Learning from sites indicates that experiences have been shared in a range of ways. For example, there have been a number of learning and evaluation workshops attended by site leads, evaluation leads and Macmillan leads. These workshops have provided sites with an opportunity not only to report on their own achievements and updates, but to have conversations and gather learning from other sites. These workshops have been crucial in building relationships between programme managers and in fostering a culture of shared learning and mutual respect. In practice, this has meant that programme managers have become increasingly more comfortable reaching out to each other for help. This has been very important, as the role of the programme manager can often be quite isolating, given the time pressures faced by boards and line managers who may not be able to provide as much oversight and support as needed.

The sites also found the theory of change workshops facilitated by the evaluation team – during which participants discussed how the different activities they were planning would lead to improved outcomes – a really helpful way of building ownership over a shared vision and strategy, and to understand what outcomes needed to be measured.

Finally, Macmillan leads have been key to this process of learning. They conduct monthly calls with site leads and therefore hold an overview of experiences at all sites. This has allowed them to facilitate access to help and advice between sites.

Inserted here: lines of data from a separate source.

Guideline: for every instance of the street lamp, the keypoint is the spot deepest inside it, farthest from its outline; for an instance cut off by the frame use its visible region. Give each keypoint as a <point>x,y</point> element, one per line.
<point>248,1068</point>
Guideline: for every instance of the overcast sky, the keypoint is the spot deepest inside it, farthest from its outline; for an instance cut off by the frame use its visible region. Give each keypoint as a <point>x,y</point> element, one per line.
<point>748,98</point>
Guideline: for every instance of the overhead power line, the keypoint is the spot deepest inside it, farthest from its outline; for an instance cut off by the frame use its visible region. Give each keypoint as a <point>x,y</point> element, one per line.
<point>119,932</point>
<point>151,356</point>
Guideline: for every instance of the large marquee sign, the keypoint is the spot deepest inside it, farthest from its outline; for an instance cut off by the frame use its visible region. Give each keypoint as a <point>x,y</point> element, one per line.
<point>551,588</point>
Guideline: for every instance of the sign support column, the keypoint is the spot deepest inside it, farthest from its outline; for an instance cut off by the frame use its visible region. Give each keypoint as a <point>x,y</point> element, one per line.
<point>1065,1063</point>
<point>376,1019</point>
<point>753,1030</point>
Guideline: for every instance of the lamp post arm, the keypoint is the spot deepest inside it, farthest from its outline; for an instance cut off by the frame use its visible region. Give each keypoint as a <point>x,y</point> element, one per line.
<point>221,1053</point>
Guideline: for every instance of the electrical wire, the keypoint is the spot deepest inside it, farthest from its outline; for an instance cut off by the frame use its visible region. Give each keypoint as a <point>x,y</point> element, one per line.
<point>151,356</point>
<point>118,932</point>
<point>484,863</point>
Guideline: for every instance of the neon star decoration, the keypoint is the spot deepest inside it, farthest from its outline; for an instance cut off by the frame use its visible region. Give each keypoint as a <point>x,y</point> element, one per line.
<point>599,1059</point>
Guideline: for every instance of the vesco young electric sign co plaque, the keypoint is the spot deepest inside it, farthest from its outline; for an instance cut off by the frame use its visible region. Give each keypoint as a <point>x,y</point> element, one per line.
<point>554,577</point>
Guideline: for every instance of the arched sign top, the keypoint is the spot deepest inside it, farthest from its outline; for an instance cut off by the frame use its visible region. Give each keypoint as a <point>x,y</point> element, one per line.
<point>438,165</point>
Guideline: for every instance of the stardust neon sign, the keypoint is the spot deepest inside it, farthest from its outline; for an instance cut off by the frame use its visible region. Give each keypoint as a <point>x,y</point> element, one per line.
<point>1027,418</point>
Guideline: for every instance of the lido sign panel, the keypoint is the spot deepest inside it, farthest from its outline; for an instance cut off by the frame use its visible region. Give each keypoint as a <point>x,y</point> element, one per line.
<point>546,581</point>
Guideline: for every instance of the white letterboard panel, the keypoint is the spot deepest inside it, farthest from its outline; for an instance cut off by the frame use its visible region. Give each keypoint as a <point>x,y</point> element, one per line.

  • Things to consider Open

    1. Create a community of practice and put in place structures that allow shared learning to occur both formally and informally.
    2. Include shared learning as a ‘soft’ outcome to ensure that local areas and partners are committed.
    3. Ensure that Macmillan leads and programme managers have ‘sharing and facilitating learning’ included in their job descriptions.
  • Top tips Open

    • Identify and build relationships with other local areas that are implementing similar programmes.
    • Ensure updates to programme boards/steering groups include shared learning activities and useful insights.